"The best lesson we can teach our children is to have fun. It's infectious, it's contagious"
About this Quote
Poscente’s line reads like self-help until you notice the sly reversal at its core: he frames “fun” not as a reward for good behavior, but as the behavior worth rewarding. Calling it “the best lesson” quietly challenges the standard parental curriculum of discipline, achievement, and resilience-as-grit. The intent isn’t to dismiss responsibility; it’s to argue that joy is a skill children can learn by watching adults practice it without apology.
The phrasing does a lot of work. “Teach” implies fun is not merely spontaneous childlike energy but a modeled habit, something structured enough to pass down. Then he shifts from classroom language to epidemiology: “infectious, contagious.” That’s not accidental.
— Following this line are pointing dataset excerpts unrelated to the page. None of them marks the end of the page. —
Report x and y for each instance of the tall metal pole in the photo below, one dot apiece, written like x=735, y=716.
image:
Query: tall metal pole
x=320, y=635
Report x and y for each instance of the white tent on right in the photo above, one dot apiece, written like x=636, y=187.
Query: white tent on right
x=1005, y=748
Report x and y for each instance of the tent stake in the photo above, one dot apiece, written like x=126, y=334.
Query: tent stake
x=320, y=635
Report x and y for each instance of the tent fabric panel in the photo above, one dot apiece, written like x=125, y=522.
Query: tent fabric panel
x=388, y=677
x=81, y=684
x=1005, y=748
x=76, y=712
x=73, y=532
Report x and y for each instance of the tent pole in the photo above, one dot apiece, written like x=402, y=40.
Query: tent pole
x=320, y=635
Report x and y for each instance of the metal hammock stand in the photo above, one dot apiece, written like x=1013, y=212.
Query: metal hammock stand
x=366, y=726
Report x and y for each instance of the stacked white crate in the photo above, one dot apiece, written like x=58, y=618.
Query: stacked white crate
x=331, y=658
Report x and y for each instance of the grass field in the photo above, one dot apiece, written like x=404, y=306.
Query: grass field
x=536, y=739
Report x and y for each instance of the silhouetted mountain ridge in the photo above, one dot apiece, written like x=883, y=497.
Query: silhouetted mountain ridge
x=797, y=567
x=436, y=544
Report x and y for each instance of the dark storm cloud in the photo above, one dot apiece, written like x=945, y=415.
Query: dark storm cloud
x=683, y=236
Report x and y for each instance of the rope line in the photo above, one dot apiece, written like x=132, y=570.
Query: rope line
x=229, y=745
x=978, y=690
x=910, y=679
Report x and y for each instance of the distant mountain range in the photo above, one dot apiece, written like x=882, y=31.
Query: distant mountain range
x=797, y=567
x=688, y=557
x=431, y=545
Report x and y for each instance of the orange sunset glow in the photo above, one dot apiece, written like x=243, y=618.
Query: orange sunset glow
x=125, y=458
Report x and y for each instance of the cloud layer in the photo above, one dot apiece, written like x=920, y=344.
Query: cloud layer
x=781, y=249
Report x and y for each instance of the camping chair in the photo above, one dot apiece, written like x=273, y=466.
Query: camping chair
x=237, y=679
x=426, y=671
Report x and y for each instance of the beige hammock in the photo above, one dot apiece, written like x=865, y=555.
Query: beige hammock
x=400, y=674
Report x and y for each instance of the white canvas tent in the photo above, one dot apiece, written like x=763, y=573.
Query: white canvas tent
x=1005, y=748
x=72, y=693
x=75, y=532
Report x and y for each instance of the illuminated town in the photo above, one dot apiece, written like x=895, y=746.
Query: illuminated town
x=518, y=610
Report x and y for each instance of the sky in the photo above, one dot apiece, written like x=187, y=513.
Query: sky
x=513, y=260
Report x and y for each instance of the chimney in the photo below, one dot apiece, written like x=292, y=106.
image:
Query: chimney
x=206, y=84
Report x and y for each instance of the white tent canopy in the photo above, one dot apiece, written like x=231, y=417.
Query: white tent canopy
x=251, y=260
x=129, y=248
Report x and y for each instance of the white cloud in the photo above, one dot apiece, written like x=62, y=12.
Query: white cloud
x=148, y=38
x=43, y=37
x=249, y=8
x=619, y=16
It suggests fun spreads socially, often faster than rules, and it reframes play as a kind of emotional public health measure. If stress and cynicism can colonize a household, so can laughter, curiosity, and lightness. The subtext: parents who treat adulthood as a permanent seriousness are teaching that, too.
Context matters here. Poscente, known for motivational writing, is speaking into a culture where childhood is increasingly optimized: enrichment schedules, early achievement, constant evaluation. In that environment, fun becomes suspicious, like wasted time. He counters with a pragmatic pitch: fun is efficient. It builds connection, lowers defensiveness, makes learning stick, and gives kids a template for coping that isn’t numbness or overperformance.
The line’s real provocation is aimed at adults. It’s less a parenting tip than a dare: if you want contagious joy, you have to be willing to catch it first.
The phrasing does a lot of work. “Teach” implies fun is not merely spontaneous childlike energy but a modeled habit, something structured enough to pass down. Then he shifts from classroom language to epidemiology: “infectious, contagious.” That’s not accidental. It suggests fun spreads socially, often faster than rules, and it reframes play as a kind of emotional public health measure. If stress and cynicism can colonize a household, so can laughter, curiosity, and lightness. The subtext: parents who treat adulthood as a permanent seriousness are teaching that, too.
Context matters here. Poscente, known for motivational writing, is speaking into a culture where childhood is increasingly optimized: enrichment schedules, early achievement, constant evaluation. In that environment, fun becomes suspicious, like wasted time. He counters with a pragmatic pitch: fun is efficient. It builds connection, lowers defensiveness, makes learning stick, and gives kids a template for coping that isn’t numbness or overperformance.
The line’s real provocation is aimed at adults. It’s less a parenting tip than a dare: if you want contagious joy, you have to be willing to catch it first.